Letter to Santa ends sex abuse of sisters
For a school assignment the older of 2 sisters asked Santa Claus to “bring me happiness and bring me peace and tell (Cantu) not to touch me anymore.” Merry Christmas kiddo, he’s going to jail, Merry Christmas.
Your mom’s immigration status is a whole another matter, hopefully mom will protect you and your little sister a little better in the future.
Jury convicts man in ‘Santa letter’ abuse case
Jeremy Roebuck, The Monitor | December 10, 2009 | www.themonitor.com
EDINBURG — An Hidalgo County jury granted the Christmas wish of a Pharr girl Wednesday, a year after she wrote a letter to Santa asking him to stop a relative from molesting her.
The panel found Andres Enrique Cantu, 57, guilty of two counts of continuous sexual abuse of a child based on testimony that suggested the 11-year-old girl had complained to her mother months before and had been ignored.
“(She) was conveying this to a higher power — to Santa Claus — to bring her some peace,” said Orlando Esquivel, an Hidalgo County assistant district attorney.
The Monitor is withholding the girl’s name and relationship to Cantu in keeping with its policy of not identifying those who are victims of sex crimes.
The girl’s story made national headlines last Christmas after her teacher at Cesar Chavez Elementary School turned over to police a letter she wrote as part of a class assignment.
Investigators arrested Cantu on Dec. 15. They alleged that, over the course of more than a year, he inappropriately touched the girl and her then 9-year-old sister on multiple occasions while they slept.
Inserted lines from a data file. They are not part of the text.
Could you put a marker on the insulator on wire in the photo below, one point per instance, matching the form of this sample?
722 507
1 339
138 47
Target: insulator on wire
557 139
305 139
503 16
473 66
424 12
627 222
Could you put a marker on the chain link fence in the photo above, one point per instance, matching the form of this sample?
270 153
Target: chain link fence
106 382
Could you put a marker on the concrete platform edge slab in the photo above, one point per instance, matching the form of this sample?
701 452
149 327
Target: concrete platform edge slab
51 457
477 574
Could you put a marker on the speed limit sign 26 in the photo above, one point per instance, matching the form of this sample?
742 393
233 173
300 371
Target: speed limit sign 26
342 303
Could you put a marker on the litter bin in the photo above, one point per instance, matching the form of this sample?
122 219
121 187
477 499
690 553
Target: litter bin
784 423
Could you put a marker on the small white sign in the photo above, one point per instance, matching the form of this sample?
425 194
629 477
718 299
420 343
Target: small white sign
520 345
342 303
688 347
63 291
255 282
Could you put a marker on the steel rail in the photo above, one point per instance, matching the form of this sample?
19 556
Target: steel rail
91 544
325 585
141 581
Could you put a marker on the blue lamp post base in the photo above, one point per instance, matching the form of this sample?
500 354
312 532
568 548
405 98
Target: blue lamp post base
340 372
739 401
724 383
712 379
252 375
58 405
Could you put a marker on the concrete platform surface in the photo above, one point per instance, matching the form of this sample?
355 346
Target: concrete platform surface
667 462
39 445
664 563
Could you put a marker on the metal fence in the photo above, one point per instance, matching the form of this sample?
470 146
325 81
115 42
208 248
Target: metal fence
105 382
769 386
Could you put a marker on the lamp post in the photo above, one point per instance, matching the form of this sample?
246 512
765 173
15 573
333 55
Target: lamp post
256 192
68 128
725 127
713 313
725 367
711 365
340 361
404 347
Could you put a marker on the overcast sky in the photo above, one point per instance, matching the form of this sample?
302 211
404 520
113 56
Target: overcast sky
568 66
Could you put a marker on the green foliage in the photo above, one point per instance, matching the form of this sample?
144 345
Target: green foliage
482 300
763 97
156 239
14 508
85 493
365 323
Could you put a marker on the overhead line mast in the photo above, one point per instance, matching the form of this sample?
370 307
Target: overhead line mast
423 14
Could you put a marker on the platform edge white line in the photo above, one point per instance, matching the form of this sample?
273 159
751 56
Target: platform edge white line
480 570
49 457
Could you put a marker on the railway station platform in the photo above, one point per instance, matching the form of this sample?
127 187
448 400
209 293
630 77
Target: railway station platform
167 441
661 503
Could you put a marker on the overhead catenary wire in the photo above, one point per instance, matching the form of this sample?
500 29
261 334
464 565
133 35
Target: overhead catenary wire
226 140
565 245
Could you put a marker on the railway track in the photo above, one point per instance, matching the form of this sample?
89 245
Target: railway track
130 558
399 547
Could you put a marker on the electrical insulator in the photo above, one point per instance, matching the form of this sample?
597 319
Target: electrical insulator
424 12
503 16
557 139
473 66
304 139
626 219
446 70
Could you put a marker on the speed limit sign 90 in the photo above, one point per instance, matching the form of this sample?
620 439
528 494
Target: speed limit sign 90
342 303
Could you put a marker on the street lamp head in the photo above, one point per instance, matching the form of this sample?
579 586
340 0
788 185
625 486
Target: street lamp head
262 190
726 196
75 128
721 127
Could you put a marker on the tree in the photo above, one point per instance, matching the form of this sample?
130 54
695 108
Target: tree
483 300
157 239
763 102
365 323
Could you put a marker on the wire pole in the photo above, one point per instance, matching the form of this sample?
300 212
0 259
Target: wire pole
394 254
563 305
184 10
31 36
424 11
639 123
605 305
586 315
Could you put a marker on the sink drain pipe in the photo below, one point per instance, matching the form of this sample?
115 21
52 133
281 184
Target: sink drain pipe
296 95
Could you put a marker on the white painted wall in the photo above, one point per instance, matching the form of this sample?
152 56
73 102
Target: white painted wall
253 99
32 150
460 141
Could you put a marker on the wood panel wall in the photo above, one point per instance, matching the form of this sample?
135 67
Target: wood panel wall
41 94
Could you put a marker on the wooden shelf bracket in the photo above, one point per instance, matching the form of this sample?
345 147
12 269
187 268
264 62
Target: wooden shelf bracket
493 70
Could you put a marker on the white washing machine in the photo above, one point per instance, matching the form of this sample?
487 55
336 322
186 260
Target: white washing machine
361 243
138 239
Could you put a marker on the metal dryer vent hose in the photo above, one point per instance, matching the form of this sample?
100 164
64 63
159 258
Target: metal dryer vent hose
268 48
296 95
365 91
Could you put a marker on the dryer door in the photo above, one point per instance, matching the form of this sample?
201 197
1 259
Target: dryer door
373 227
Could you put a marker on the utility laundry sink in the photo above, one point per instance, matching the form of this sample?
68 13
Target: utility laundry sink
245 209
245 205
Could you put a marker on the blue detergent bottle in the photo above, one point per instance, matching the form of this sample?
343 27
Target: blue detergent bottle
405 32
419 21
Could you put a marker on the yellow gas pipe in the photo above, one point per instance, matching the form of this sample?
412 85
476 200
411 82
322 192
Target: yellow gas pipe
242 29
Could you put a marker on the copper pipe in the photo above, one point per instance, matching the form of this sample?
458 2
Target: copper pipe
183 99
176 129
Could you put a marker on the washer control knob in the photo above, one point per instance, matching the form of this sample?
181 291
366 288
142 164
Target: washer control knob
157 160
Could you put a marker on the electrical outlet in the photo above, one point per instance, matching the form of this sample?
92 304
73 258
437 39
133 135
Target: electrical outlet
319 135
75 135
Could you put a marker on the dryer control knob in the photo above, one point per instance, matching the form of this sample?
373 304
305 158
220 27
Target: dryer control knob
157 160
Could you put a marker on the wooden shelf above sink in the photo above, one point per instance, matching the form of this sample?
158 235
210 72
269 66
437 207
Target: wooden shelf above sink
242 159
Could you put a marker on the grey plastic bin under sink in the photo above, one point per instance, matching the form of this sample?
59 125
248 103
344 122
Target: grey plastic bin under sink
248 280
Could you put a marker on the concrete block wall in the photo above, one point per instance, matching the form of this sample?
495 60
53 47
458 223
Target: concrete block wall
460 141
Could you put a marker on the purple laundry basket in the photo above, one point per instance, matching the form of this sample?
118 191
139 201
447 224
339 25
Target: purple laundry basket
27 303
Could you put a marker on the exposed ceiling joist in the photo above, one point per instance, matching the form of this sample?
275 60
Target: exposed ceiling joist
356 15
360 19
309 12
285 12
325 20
Prosecutors presented the pleading wish list to jurors Wednesday, describing it as a cry for help.
In it, the girl asks Santa Claus to “bring me happiness and bring me peace and tell (Cantu) not to touch me anymore.”
But defense attorney Mauro Barreiro maintained the letter had been misinterpreted. Just because the girl asked not to be touched doesn’t mean she was referring to sexual abuse, he said.
And once the police got involved, Barreiro argued, the girl’s illegal immigrant mother twisted the facts and made up the molestation story in hopes of securing a visa available to crime victims.
“I believe the incentive from the very beginning here was this opportunity to save herself and her children by becoming legal residents,” he said.
Esquivel balked at that suggestion.
“That story just doesn’t add up,” he said. “A lady with a third-grade education has such an understanding of our country’s immigration and naturalization system that she’s going to ask her 9-year-old daughter to make up a letter to Santa to become a legal resident? It’s ridiculous.”
The jury convicted Cantu on the two most serious counts alleging a history of abuse; however, they acquitted him on two counts of indecency with a child tied to specific dates and times.
He now faces up to life in prison at a sentencing hearing scheduled for later this month.